We are talking many billions of dollars annually to make a difference
over the long term.
‘The Age’ reports that “about 11.5 million workers will get
up to $2745 more in their pay packets this financial year”. Though the raising of the threshold of
32.5 per cent to $120,000 from $90,000 is arguably badly targeted. And support for pensioners and the unemployed
is insufficient, with a total of $500 in payments to Aged Pensioners meant to
bring relief and fuel spending. More for
those on low incomes and welfare would
have a greater stimulatory effect, and would contribute to fairness. On the other hand the low income tax offset
will rise from $445 to $700 in a modest but welcome measure.
Importantly, of the new spending measures only $6.7 billion
is going to the states for new infrastructure.
Including other infrastructure
measures the figure is closer to $10 billlion extra over ten years. The government’s main emphasis is in
providing support and incentives to ‘kickstart’ business as opposed to measures
directly supporting consumption at the low and middle ends ; although increased
business confidence would support jobs. The Budget measures emphasise the ‘supply
side’ but neglects the ‘demand side’ when it comes to low income earners, the
unemployed and pensioners. The
opportunity to permanently raise Jobseeker appears to have been neglected, and
many jobs will be lost with the premature withdrawal of Jobkeeper.

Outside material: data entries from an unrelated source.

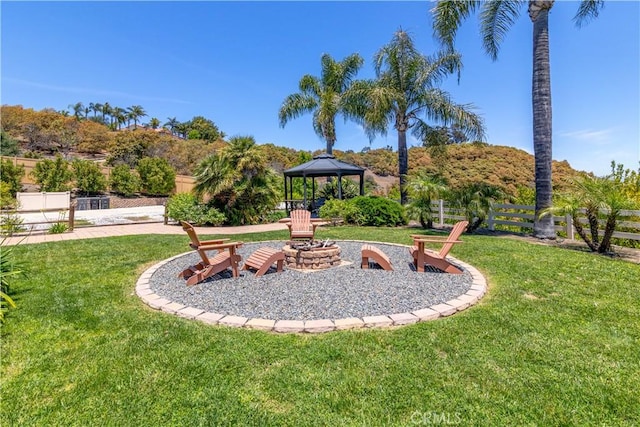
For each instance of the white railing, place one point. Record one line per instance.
(522, 216)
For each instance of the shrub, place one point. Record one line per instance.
(187, 207)
(89, 177)
(157, 177)
(7, 201)
(11, 175)
(376, 211)
(52, 175)
(8, 269)
(11, 223)
(124, 181)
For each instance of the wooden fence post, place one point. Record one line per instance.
(490, 223)
(72, 214)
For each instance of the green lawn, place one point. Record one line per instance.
(556, 341)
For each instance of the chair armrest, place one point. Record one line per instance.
(212, 242)
(220, 246)
(438, 241)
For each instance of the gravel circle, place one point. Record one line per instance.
(335, 293)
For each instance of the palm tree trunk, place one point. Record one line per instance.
(403, 164)
(543, 227)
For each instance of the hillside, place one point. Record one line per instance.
(46, 133)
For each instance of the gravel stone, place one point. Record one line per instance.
(340, 292)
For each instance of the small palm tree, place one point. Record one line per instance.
(406, 89)
(238, 181)
(324, 96)
(135, 113)
(475, 201)
(601, 199)
(424, 189)
(496, 18)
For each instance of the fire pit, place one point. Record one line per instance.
(311, 255)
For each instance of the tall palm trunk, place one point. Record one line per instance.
(403, 164)
(542, 136)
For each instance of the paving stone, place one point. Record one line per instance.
(263, 324)
(444, 309)
(172, 307)
(234, 321)
(158, 303)
(348, 323)
(377, 321)
(458, 304)
(403, 318)
(190, 312)
(319, 326)
(287, 326)
(143, 292)
(426, 314)
(210, 318)
(468, 298)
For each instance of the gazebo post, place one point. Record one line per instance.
(286, 206)
(304, 185)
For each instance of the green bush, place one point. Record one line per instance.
(157, 177)
(187, 207)
(52, 175)
(376, 211)
(11, 175)
(124, 181)
(335, 208)
(8, 269)
(89, 177)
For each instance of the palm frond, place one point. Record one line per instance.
(448, 16)
(588, 10)
(496, 18)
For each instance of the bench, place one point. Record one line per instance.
(263, 259)
(376, 255)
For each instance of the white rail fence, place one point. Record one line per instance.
(507, 215)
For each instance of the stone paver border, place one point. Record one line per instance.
(448, 308)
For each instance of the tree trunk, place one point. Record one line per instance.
(543, 227)
(403, 164)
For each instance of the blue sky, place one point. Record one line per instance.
(235, 62)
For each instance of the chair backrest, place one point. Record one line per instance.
(455, 233)
(195, 241)
(300, 220)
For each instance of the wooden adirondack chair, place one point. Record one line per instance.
(422, 256)
(301, 227)
(225, 258)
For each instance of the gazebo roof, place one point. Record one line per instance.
(324, 165)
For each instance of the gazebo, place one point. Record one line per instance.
(323, 165)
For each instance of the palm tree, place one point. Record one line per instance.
(602, 200)
(496, 18)
(120, 116)
(172, 123)
(323, 96)
(238, 181)
(77, 108)
(106, 111)
(423, 190)
(135, 112)
(405, 89)
(475, 201)
(154, 123)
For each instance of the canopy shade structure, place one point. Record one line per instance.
(323, 165)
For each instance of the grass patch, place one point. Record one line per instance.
(555, 341)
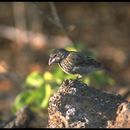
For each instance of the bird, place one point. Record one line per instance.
(73, 62)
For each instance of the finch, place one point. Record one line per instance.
(72, 62)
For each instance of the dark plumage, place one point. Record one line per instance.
(74, 62)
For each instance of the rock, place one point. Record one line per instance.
(76, 105)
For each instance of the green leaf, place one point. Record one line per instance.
(48, 92)
(35, 79)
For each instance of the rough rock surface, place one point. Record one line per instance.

Of most concern, stimulus is not a ‘black hole’. Getting
people spending and back to work is part of a ‘virtuous cycle’ which can
restore growth and rejuvenate the government’s balance sheet. With record low interest rates the time has
never been better for investment, and the Government could have done more here.
The economy’s pre-existing weaknesses have not helped ; but
a Labor Government could not have avoided a Covid recession. As Labor has argued it will be putting the
case for ‘better bang for our buck’ in the stimulus. This should mean more
emphasis on those on low incomes and welfare, and providing support where it
will grow spending and investment in jobs most vigorously. Too many businesses will be pocketing these 'sweeteners' without necessarily creating jobs.

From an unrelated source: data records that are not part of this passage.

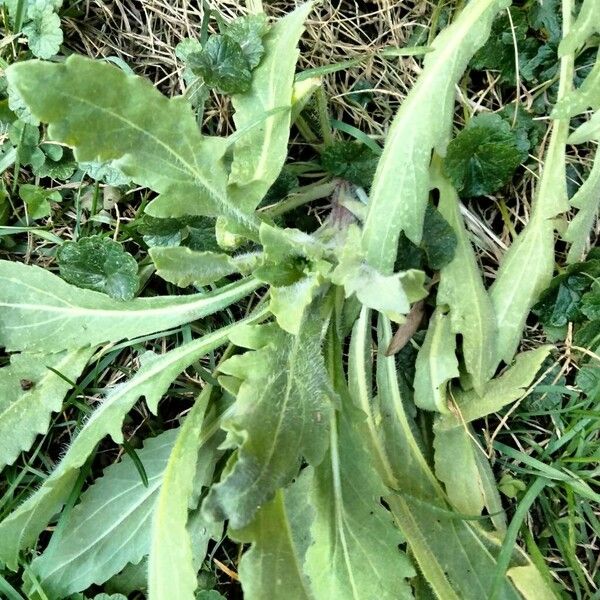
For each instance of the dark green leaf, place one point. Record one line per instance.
(99, 264)
(248, 32)
(352, 161)
(483, 156)
(439, 240)
(223, 65)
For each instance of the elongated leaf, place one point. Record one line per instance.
(184, 266)
(461, 288)
(273, 567)
(503, 390)
(282, 414)
(41, 312)
(354, 536)
(401, 185)
(21, 528)
(29, 393)
(171, 572)
(436, 364)
(260, 153)
(109, 527)
(587, 200)
(118, 121)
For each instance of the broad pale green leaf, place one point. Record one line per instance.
(586, 24)
(116, 121)
(587, 200)
(41, 312)
(282, 415)
(401, 186)
(457, 466)
(29, 393)
(499, 392)
(184, 266)
(100, 264)
(355, 552)
(388, 294)
(280, 534)
(461, 288)
(171, 570)
(436, 364)
(110, 526)
(259, 155)
(21, 528)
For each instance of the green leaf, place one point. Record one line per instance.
(461, 289)
(101, 264)
(222, 64)
(41, 312)
(423, 123)
(248, 32)
(171, 571)
(281, 415)
(184, 266)
(586, 24)
(354, 536)
(29, 393)
(168, 155)
(44, 35)
(483, 156)
(499, 392)
(37, 200)
(21, 528)
(436, 364)
(279, 534)
(260, 153)
(389, 294)
(352, 161)
(109, 527)
(439, 240)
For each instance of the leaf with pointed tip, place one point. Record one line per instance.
(282, 414)
(41, 312)
(116, 121)
(184, 266)
(260, 153)
(171, 571)
(29, 393)
(436, 364)
(279, 534)
(400, 189)
(21, 528)
(461, 288)
(353, 535)
(109, 527)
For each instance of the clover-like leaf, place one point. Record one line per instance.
(483, 156)
(99, 264)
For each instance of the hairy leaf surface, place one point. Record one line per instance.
(401, 186)
(41, 312)
(260, 153)
(282, 414)
(21, 528)
(110, 526)
(106, 114)
(29, 393)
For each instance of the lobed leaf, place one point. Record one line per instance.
(29, 393)
(401, 186)
(281, 416)
(41, 312)
(108, 115)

In response to the Budget, Anthony Albanese has committed to
further child care subsidies and half a billion to refurbish public
housing. We need wage subsidies for child
care and early education workers as well however. And also subsidies for consumers of child care and early childhood education. Both as a matter of fairness (for child care
and early education workers – and women workers more generally) ; to get more women working, and to
attract talented educators into the field. Also with housing out of reach for
so many people a big investment (into the billions) in public housing now could
both stimulate the economy and promote affordability.
Modern Monetary Theory supposes government can issue
currency to ensure a ‘full employment guarantee’. Such stimulus is part of the picture, but can
be limited by inflation and currency devaluation. Though inflation seems unlikely in the current
environment. Redistribution can’t be done properly and
fairly without tax ; but MMT has something to contribute to this debate. The government's projections on unemployment are nowhere near ambitious enough.
If Labor was in government this kind of stimulus would be
derided as an ‘irresponsible’ ‘cash splash’.
Consensus that stimulus is part of the way forward in times of economic weakness
is at least a good thing in itself. It
sees Conservative arguments against the Rudd stimulus of the Global Financial
Crisis (GFC) blown metaphorically out of the water. Labor governments of the future will be able
to point to the current effective consensus on SOME form of stimulus to help
justify their own efforts when governing in times of downturn
or stagnation. Which will inevitably come as part of the capitalist cycle. But this government's emphasis on the 'supply side' of the equation is nowhere near discriminatory enough.